Where you want to be: professional for everything critical, at minimum.


The heatmap

Criticality ↓ / Maturity → Hobby (worst) Trial Professional (best)
Critical [Authentik?] [Vault?] [GitLab?] [Wireguard?]
High [Parallax?] [Workforce apps?] [CRMs?] [APEX prod?] [MinIO?] [Dokploy?] [Domains?]
Medium [WordPress sites?] [Beszel?] [Gotify?] [Portainer?] [Teams Bot?] [n8n?]
Low [Open WebUI?] [Coder?] [Draw.io?] [IT Tools?] [PE Tube?] [SQLcl?] [Watchtower?]

The middle and right columns are intentionally empty — at this point in time we have no evidence that any app has reached "Trial" or "Professional" maturity. The interview / verification pass should move apps rightward as evidence comes in.


Suggested investment order (Phase 2 priority queue)

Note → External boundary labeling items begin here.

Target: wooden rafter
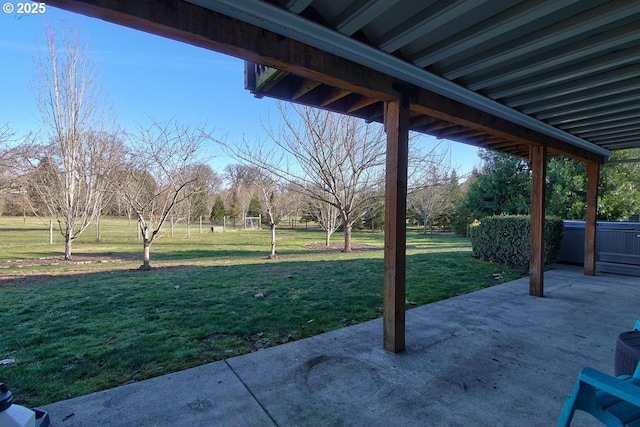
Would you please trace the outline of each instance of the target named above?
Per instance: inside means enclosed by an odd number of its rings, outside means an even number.
[[[275,67],[378,101],[397,99],[397,84],[403,84],[344,58],[182,0],[51,0],[47,4]],[[411,110],[428,116],[528,146],[545,145],[582,161],[604,160],[436,93],[415,89],[413,94]]]

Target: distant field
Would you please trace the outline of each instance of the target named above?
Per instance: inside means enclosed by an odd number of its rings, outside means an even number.
[[[327,250],[319,230],[211,233],[184,224],[151,248],[136,270],[135,222],[102,221],[60,261],[46,221],[0,217],[0,381],[18,403],[38,406],[257,351],[381,316],[384,237]],[[334,242],[342,235],[336,233]],[[515,279],[520,272],[471,257],[466,239],[407,238],[408,307]],[[309,249],[309,247],[313,249]],[[19,261],[21,260],[21,261]]]

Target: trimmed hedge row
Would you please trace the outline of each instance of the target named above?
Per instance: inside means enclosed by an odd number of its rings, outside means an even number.
[[[544,263],[558,257],[564,234],[560,218],[547,217],[544,229]],[[485,261],[529,269],[531,256],[531,217],[526,215],[490,216],[471,224],[473,255]]]

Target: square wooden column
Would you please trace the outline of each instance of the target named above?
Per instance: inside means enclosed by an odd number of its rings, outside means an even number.
[[[587,215],[584,227],[584,274],[596,274],[596,220],[600,164],[587,162]]]
[[[387,169],[384,221],[384,348],[405,349],[409,97],[385,103]]]
[[[547,147],[530,150],[531,179],[531,259],[529,261],[529,295],[544,296],[544,210],[547,177]]]

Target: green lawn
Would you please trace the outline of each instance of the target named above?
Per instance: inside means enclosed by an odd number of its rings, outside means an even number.
[[[59,261],[61,237],[49,245],[36,219],[0,218],[0,237],[0,360],[15,359],[0,365],[0,382],[30,407],[381,315],[382,234],[355,233],[379,249],[344,254],[304,247],[321,231],[280,230],[274,261],[268,230],[196,225],[187,238],[180,225],[152,246],[150,272],[137,270],[142,244],[126,220],[104,220],[99,243],[87,230],[74,244],[79,263]],[[473,259],[466,239],[410,231],[407,240],[409,307],[521,275]]]

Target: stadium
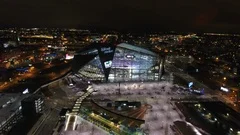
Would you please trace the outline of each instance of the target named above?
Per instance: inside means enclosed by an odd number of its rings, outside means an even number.
[[[164,60],[159,54],[126,43],[95,43],[76,52],[72,70],[93,81],[160,81]]]

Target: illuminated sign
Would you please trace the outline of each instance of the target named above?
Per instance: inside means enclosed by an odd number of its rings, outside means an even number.
[[[73,59],[74,58],[74,55],[68,55],[66,54],[66,60],[70,60],[70,59]]]
[[[224,87],[221,87],[220,90],[221,90],[221,91],[224,91],[224,92],[228,92],[228,91],[229,91],[229,89],[224,88]]]
[[[26,89],[26,90],[24,90],[22,93],[23,93],[23,94],[27,94],[27,93],[29,93],[29,91],[28,91],[28,89]]]
[[[101,48],[101,52],[103,52],[104,54],[112,53],[113,49],[111,49],[111,47],[103,47]]]
[[[126,55],[126,58],[133,59],[135,56],[134,55]]]
[[[111,60],[110,61],[105,61],[104,66],[105,66],[105,68],[110,68],[112,66],[112,61]]]
[[[193,82],[188,83],[189,88],[192,87],[192,86],[193,86]]]

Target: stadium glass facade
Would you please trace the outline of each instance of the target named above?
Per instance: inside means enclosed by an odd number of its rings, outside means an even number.
[[[162,62],[157,54],[125,43],[114,47],[99,46],[80,55],[95,56],[77,70],[79,76],[89,80],[159,81],[162,75]]]

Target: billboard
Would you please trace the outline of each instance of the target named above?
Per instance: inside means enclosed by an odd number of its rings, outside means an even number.
[[[104,66],[105,66],[105,68],[110,68],[112,66],[112,61],[111,60],[105,61]]]

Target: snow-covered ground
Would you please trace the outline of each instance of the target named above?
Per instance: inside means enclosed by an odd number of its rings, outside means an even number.
[[[119,83],[93,85],[97,90],[92,95],[93,99],[140,101],[142,104],[152,106],[144,116],[143,130],[150,135],[173,135],[170,125],[180,118],[180,112],[170,102],[171,97],[184,96],[173,92],[173,85],[168,82]],[[177,91],[177,90],[176,90]]]
[[[93,125],[92,123],[79,117],[80,123],[77,130],[63,131],[61,135],[108,135],[105,130]]]

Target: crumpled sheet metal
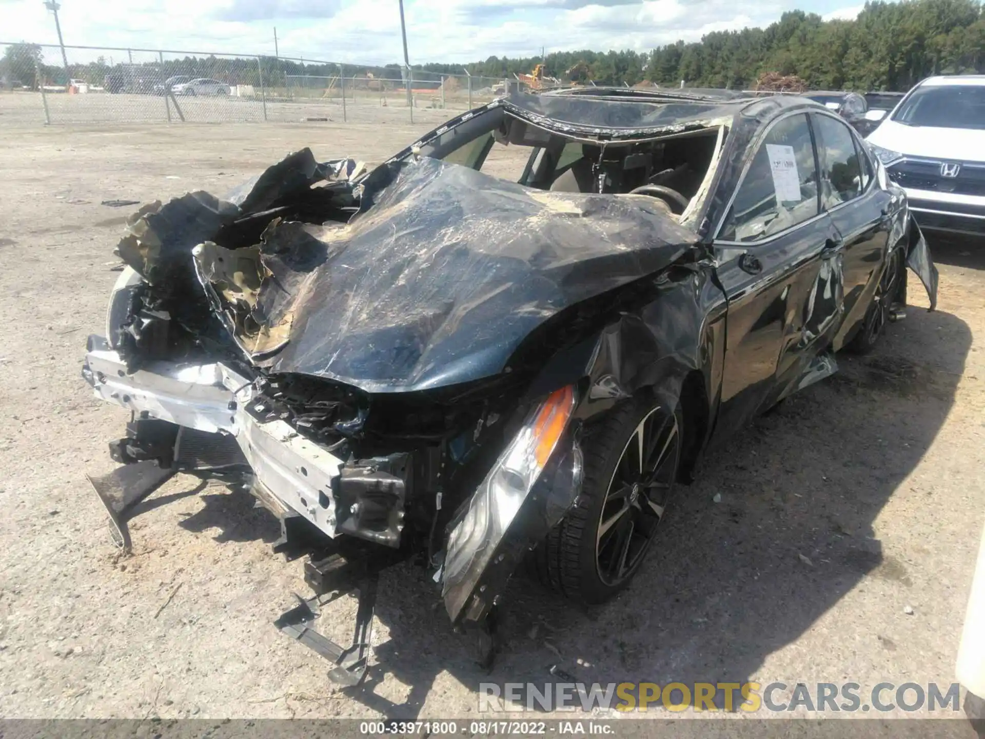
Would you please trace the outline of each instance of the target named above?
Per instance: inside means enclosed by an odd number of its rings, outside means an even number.
[[[348,226],[273,223],[259,294],[288,344],[255,364],[368,392],[492,376],[558,311],[696,240],[647,198],[532,191],[422,158],[374,170]]]
[[[927,246],[927,239],[924,238],[923,232],[917,226],[917,222],[910,216],[910,240],[906,249],[906,266],[916,272],[920,282],[927,289],[927,297],[930,299],[930,309],[937,307],[937,284],[939,274],[937,265],[930,255],[930,248]]]
[[[585,95],[514,93],[500,104],[513,115],[551,130],[621,138],[706,128],[709,121],[730,120],[742,108],[742,100],[689,100],[677,96],[666,101],[616,97],[600,100]]]
[[[127,220],[127,234],[117,251],[149,284],[164,286],[173,279],[174,270],[191,269],[192,248],[215,238],[224,226],[290,201],[315,182],[345,178],[354,168],[351,160],[318,164],[310,149],[302,149],[226,198],[197,191],[164,205],[157,201],[144,206]]]

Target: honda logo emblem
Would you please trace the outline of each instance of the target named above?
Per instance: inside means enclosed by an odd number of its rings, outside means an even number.
[[[961,170],[960,165],[950,165],[947,162],[941,165],[942,177],[952,177],[952,178],[956,177],[957,172],[959,172],[960,170]]]

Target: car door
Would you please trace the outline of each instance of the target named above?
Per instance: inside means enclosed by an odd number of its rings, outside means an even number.
[[[888,192],[878,186],[868,154],[839,118],[812,113],[821,167],[821,207],[843,243],[845,312],[834,338],[841,348],[865,318],[886,262],[890,222]]]
[[[728,301],[716,438],[805,376],[843,308],[841,239],[821,208],[807,113],[779,118],[755,146],[713,243]]]

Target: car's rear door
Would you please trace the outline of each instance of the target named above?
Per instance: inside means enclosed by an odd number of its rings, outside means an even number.
[[[728,300],[716,437],[804,376],[843,309],[842,244],[821,208],[807,113],[777,119],[755,146],[713,246]]]
[[[892,196],[878,186],[868,154],[840,118],[820,111],[811,117],[821,167],[821,207],[844,244],[845,313],[834,338],[837,350],[872,303],[886,263]]]

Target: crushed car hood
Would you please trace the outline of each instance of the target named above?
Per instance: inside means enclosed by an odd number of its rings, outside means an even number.
[[[195,249],[254,365],[367,392],[494,375],[558,311],[697,240],[646,196],[545,192],[427,158],[361,186],[348,224],[275,219],[258,245]]]

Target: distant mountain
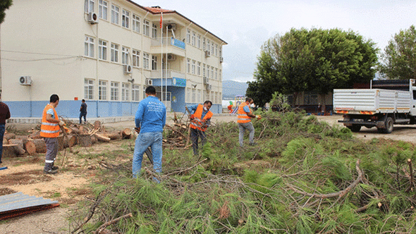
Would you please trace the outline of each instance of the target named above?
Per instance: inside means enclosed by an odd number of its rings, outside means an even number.
[[[248,84],[234,80],[224,80],[222,82],[223,99],[233,99],[235,95],[245,95]]]

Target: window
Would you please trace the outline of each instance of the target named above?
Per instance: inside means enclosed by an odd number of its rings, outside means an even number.
[[[121,63],[128,64],[128,48],[121,47]]]
[[[140,32],[140,18],[135,14],[133,15],[133,30]]]
[[[140,86],[139,85],[132,85],[131,86],[131,100],[140,101]]]
[[[152,26],[152,37],[154,39],[157,38],[157,25],[153,24]]]
[[[108,6],[109,4],[106,1],[99,0],[98,3],[98,17],[103,20],[107,20]]]
[[[111,81],[111,89],[110,91],[111,100],[118,101],[118,82]]]
[[[84,81],[84,98],[92,100],[94,99],[94,80],[85,79]]]
[[[98,99],[107,99],[107,82],[104,80],[98,81]]]
[[[198,47],[198,49],[201,49],[201,35],[199,34],[197,37],[197,47]]]
[[[197,75],[201,75],[201,62],[198,62],[198,66],[197,67]]]
[[[152,70],[157,70],[157,57],[152,56]]]
[[[139,67],[140,65],[140,51],[136,49],[133,50],[133,67]],[[137,100],[138,101],[138,100]]]
[[[94,57],[94,38],[85,36],[85,52],[86,56]]]
[[[197,45],[197,33],[194,31],[192,32],[192,45],[194,47]]]
[[[111,62],[118,63],[118,45],[111,43]]]
[[[111,23],[116,25],[118,24],[118,15],[120,14],[120,8],[118,6],[111,5]]]
[[[95,0],[85,0],[85,8],[86,13],[94,12],[95,9]]]
[[[195,74],[195,63],[197,63],[196,61],[192,61],[192,73]]]
[[[121,16],[121,26],[128,28],[130,23],[130,12],[123,9],[123,16]]]
[[[143,34],[150,37],[150,23],[146,20],[143,20]]]
[[[107,42],[98,40],[98,58],[107,60]]]
[[[121,84],[121,101],[128,101],[128,93],[130,92],[130,85],[128,83]]]
[[[143,68],[149,69],[149,54],[143,53]]]

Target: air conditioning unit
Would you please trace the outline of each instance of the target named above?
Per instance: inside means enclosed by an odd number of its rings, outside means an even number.
[[[168,61],[173,61],[176,59],[176,56],[174,54],[168,54]]]
[[[133,68],[131,67],[131,65],[123,65],[123,71],[124,72],[124,74],[131,74],[131,71],[133,70]]]
[[[88,23],[92,25],[98,23],[98,16],[94,12],[90,12],[88,13]]]
[[[174,23],[170,23],[168,25],[168,30],[176,30],[176,24]]]
[[[20,76],[19,84],[21,85],[32,85],[32,78],[30,76]]]
[[[207,77],[204,77],[204,85],[208,85],[209,83],[209,79]]]

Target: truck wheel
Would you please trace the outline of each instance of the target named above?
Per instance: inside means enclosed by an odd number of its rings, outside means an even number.
[[[384,129],[384,133],[391,133],[393,132],[393,118],[391,117],[387,117],[386,119],[386,128]]]
[[[348,126],[347,128],[350,128],[350,130],[351,130],[352,132],[357,133],[360,132],[360,130],[361,129],[361,125],[359,125],[357,124],[353,124],[352,126]]]

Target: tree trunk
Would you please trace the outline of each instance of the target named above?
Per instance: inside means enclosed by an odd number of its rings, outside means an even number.
[[[90,147],[92,146],[91,141],[91,135],[90,134],[81,134],[78,137],[80,145],[85,147]]]
[[[35,153],[46,153],[47,145],[43,140],[33,139],[26,143],[26,150],[29,154],[33,154]]]
[[[124,128],[123,131],[121,131],[121,135],[123,136],[123,139],[131,139],[132,131],[130,128]]]
[[[94,134],[94,136],[95,136],[95,137],[97,137],[97,140],[102,141],[102,142],[109,142],[110,140],[111,140],[109,137],[107,137],[103,135],[98,134],[98,133]]]

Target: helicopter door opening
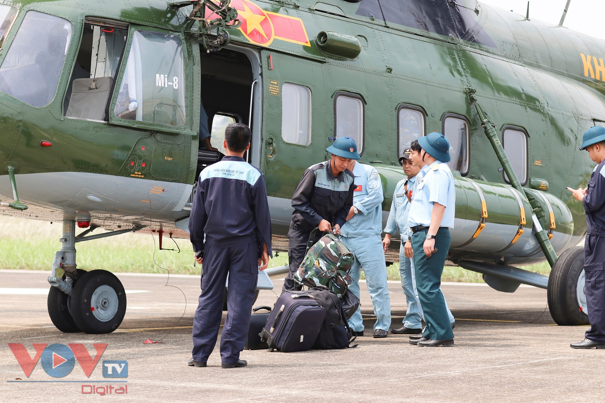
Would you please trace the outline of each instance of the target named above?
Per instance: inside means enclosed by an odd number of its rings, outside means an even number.
[[[202,169],[224,156],[223,140],[227,126],[235,123],[250,124],[250,94],[254,82],[252,65],[246,54],[227,48],[208,53],[200,48],[201,108],[196,181]],[[253,134],[250,149],[244,155],[249,163],[252,162],[254,138]]]
[[[65,117],[107,121],[110,92],[128,34],[127,24],[87,19],[64,101]]]

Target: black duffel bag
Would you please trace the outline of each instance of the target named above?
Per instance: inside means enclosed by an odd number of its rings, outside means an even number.
[[[310,288],[307,292],[325,309],[325,318],[313,348],[333,350],[356,347],[356,344],[350,346],[356,337],[347,322],[338,295],[323,286]]]
[[[347,289],[344,295],[341,298],[341,303],[342,305],[344,317],[347,320],[348,320],[359,309],[361,303],[357,295],[354,294],[351,290]]]

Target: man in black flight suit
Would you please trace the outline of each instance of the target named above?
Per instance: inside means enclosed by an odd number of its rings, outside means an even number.
[[[584,270],[586,308],[590,328],[584,339],[571,344],[574,349],[605,349],[605,127],[596,126],[583,136],[580,150],[598,164],[586,189],[574,190],[586,213],[586,240],[584,246]]]
[[[330,161],[307,168],[302,173],[292,196],[292,219],[288,231],[288,262],[290,272],[284,281],[284,289],[296,288],[294,273],[304,259],[310,233],[332,231],[340,234],[353,205],[355,177],[347,169],[353,160],[359,160],[357,146],[350,137],[340,137],[325,149],[332,154]],[[314,242],[321,237],[315,234]]]
[[[196,260],[202,264],[201,294],[194,317],[192,358],[188,363],[191,366],[205,367],[217,343],[227,274],[221,366],[247,365],[240,359],[240,352],[248,334],[258,270],[267,268],[271,253],[271,219],[264,177],[242,158],[250,147],[250,135],[245,124],[227,126],[223,140],[227,155],[200,173],[189,225]]]

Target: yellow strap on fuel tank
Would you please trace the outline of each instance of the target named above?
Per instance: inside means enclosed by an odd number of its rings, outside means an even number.
[[[479,195],[479,199],[481,199],[481,217],[479,218],[479,224],[477,226],[477,230],[475,231],[475,233],[473,234],[473,236],[471,237],[471,239],[462,245],[453,247],[454,248],[460,248],[466,246],[474,240],[479,236],[479,234],[481,233],[481,231],[483,230],[483,228],[485,228],[485,219],[488,218],[488,206],[485,202],[485,196],[483,195],[483,192],[481,190],[481,188],[472,179],[469,178],[463,178],[463,179],[473,185],[473,187],[477,190],[477,193]]]

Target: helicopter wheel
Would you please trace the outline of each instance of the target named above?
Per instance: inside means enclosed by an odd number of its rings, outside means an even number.
[[[79,279],[86,272],[85,270],[78,269],[78,278]],[[63,279],[65,280],[65,278],[66,276],[64,274]],[[76,282],[77,282],[77,280]],[[70,312],[71,299],[69,295],[56,287],[51,286],[48,291],[48,298],[47,300],[48,316],[50,317],[53,324],[64,333],[76,333],[81,331],[74,321],[74,318]]]
[[[78,279],[70,305],[74,321],[82,331],[111,333],[126,314],[126,292],[113,273],[93,270]]]
[[[558,324],[588,324],[583,247],[570,248],[557,259],[548,280],[548,295],[551,315]]]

  1. Vault (Critical) — verify backups, restore-test, document unseal procedure.
  2. Authentik (Critical) — verify backups + secret-key custody, document recovery, enforce admin MFA.
  3. GitLab (Critical) — verify backups including gitlab-secrets.json, restore-test, patch cadence.
  4. Wireguard (Critical) — document break-glass path that doesn't require Wireguard, audit peer list.
  5. Domain registrars + DNS (Critical) — credentials in Vault, MFA on accounts, registry-lock, calendar reminders.
  6. MinIO (High) — confirm erasure-coded redundancy, off-MinIO backups for whatever it stores.
  7. Workforce apps multi-tenancy (High) — confirm SLA exposure, isolate tenants, document customer-impact runbook.
  8. CRMs (High) — backups + GDPR/DPDP posture + access audit.
  9. Oracle APEX prod instances (High) — Data Guard for any prod DB, CPU patch schedule, license posture.
  10. Parallax (High) — interview-block answers, deploy/backup cadence, SPOF analysis.
  11. Public WordPress sites (Medium-High) — admin MFA + auto-update plugins + WAF + tested backup/restore.
  12. Dokploy (High) — env-var encryption-key custody, control-plane backup.
  13. Internal tools (Low/Medium) — bring up the floor (basic backup + monitoring) but don't over-invest.

The investment principle

Spend on resilience proportional to criticality × probability-of-failure. Hobby-grade infrastructure on a low-criticality service is fine. Hobby-grade on a critical service is a near-certain incident waiting to happen.

The goal of Phase 2 is to push every critical app into the rightmost column, and at least into "Trial" for everything else.